For Exelon, a 20% Rally is Just the Beginning…
Well, the stock has actually surged about 20% since that recommendation. It’s up 25% year-to-date.
So what did we know that everyone else didn’t?
A couple of things…
To begin with, our recommendation came shortly after Exelon cut its dividend by 41%. That decision was toxic for many analysts and investors, and it resulted in a 6.25% decline for the stock.
Still, it was the right decision, as it freed up $700 million for the company.
We also knew that natural gas prices were experiencing a sustainable rally.

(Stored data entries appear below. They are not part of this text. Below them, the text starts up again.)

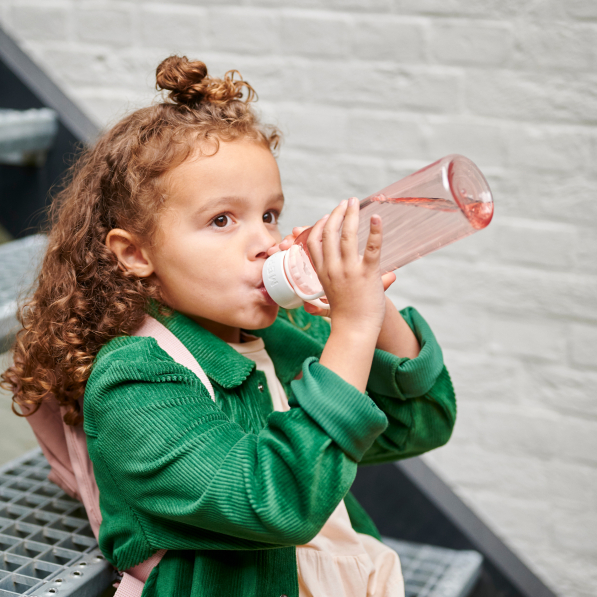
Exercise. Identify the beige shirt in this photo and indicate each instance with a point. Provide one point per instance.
(338, 561)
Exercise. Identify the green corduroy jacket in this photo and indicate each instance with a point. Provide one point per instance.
(231, 488)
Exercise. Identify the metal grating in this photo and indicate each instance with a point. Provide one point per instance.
(431, 571)
(46, 544)
(47, 547)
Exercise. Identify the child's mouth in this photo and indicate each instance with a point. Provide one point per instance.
(268, 299)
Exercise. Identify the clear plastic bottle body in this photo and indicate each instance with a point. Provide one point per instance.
(434, 207)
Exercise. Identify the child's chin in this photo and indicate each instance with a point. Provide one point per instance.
(267, 316)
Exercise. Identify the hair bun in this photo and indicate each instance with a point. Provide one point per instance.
(189, 84)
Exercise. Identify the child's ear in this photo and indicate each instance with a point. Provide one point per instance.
(129, 252)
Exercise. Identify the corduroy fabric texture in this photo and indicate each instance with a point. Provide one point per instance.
(231, 488)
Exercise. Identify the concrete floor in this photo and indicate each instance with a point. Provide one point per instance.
(16, 436)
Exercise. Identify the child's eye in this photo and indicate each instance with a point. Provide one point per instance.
(271, 217)
(221, 221)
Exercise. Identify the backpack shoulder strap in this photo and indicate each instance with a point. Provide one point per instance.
(133, 579)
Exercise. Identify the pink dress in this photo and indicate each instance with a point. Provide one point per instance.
(338, 561)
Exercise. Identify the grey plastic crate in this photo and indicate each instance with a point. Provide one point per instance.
(46, 544)
(19, 260)
(431, 571)
(26, 135)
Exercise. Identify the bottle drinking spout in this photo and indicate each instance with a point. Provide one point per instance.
(434, 207)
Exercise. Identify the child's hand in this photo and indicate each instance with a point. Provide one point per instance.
(387, 280)
(352, 284)
(288, 241)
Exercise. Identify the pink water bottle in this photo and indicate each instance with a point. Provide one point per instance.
(432, 208)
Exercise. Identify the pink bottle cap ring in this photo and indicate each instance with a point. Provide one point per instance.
(276, 283)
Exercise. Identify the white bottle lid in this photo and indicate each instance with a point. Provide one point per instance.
(276, 283)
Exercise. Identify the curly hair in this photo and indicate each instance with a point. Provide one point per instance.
(83, 297)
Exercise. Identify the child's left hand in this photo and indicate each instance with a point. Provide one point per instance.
(387, 279)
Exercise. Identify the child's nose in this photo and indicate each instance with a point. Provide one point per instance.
(262, 242)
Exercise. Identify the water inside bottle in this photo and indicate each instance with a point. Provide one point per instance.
(413, 227)
(416, 226)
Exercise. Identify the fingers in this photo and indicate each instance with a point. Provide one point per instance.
(314, 242)
(331, 231)
(348, 236)
(388, 279)
(373, 248)
(287, 241)
(314, 310)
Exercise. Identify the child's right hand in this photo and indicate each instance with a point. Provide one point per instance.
(352, 284)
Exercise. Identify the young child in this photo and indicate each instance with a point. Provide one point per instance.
(173, 213)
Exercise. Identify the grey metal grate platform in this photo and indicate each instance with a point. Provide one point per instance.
(47, 547)
(431, 571)
(46, 544)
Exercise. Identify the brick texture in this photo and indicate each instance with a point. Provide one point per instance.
(367, 91)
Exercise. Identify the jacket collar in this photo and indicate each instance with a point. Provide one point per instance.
(287, 345)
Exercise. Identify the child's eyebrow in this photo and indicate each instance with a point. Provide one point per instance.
(234, 200)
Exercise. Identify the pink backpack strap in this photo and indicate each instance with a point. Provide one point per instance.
(169, 343)
(133, 580)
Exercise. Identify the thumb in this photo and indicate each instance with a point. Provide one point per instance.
(388, 279)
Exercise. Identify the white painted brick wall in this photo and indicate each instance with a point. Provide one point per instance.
(368, 91)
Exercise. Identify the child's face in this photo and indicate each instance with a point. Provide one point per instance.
(221, 218)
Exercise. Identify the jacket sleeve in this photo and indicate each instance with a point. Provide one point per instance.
(415, 394)
(180, 462)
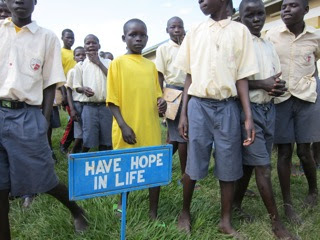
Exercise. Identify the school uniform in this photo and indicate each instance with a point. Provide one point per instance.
(174, 78)
(216, 54)
(96, 116)
(30, 62)
(298, 110)
(76, 97)
(262, 106)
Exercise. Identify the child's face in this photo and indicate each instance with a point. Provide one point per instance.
(210, 7)
(21, 9)
(4, 11)
(253, 15)
(91, 44)
(175, 29)
(79, 55)
(136, 38)
(293, 11)
(68, 39)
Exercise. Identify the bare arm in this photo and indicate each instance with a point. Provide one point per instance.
(47, 102)
(183, 123)
(128, 134)
(243, 93)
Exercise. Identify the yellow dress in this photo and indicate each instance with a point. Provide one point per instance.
(67, 60)
(133, 86)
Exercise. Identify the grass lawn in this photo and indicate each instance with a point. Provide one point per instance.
(48, 219)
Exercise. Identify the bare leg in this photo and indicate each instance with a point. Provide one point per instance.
(60, 192)
(4, 215)
(184, 220)
(309, 166)
(284, 171)
(153, 202)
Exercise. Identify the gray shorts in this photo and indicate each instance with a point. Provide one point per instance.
(297, 121)
(55, 118)
(97, 125)
(26, 164)
(259, 153)
(77, 126)
(218, 121)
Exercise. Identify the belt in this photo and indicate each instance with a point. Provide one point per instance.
(174, 87)
(94, 103)
(15, 104)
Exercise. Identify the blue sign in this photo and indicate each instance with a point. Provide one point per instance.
(104, 173)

We told you natural gas prices would climb back above $4 per thousand cubic feet (mcf) – and they did.
But that’s not all.
Exelon is unique among energy companies – and that’s why this rally is just the beginning…
Advantages Seen and Unseen
What separates Exelon from the field is that it produces electricity from both natural gas and nuclear power.
In fact, Exelon is the largest nuclear power generator in the United States.
That’s something that worked against the company in the wake of the Fukushima disaster, as many analysts and investors thought the 2011 meltdown would herald the end of nuclear power as we knew it.
But just like with the dividend, that line of thinking was misguided. Despite Fukushima, demand for nuclear power is growing at a global level.
As of February 2013, 30 countries worldwide were operating 437 nuclear reactors for electricity generation, with 14 countries constructing 71 new nuclear plants. In fact, more than a dozen countries get more than 25% of their energy from nuclear today, according to the Nuclear Energy Institute.
And here’s the thing: As natural gas prices rise, nuclear power will gain even more momentum, since it’s cheaper to produce.
Furthermore, through its acquisition of Constellation Energy in early 2012, Exelon attained an electricity trading operation.
That means, in addition to producing power, Exelon also operates a “trading desk” through which it buys and sells electricity to other providers. That’s important, because it allows Exelon to more fully exploit the price difference between gas and nuclear power.
That is, if natural gas prices rise much higher, the company can rely on its cheaper nuclear production. That gives Exelon an advantage over other natural gas suppliers.
This is a fairly potent combination, and it should result in better margins and higher profits.
That’s why Exelon belongs in your portfolio as both a nuclear play and a stealth natural gas play.
Look for any pullback in prices as an opportunity to ride this trend well into the future.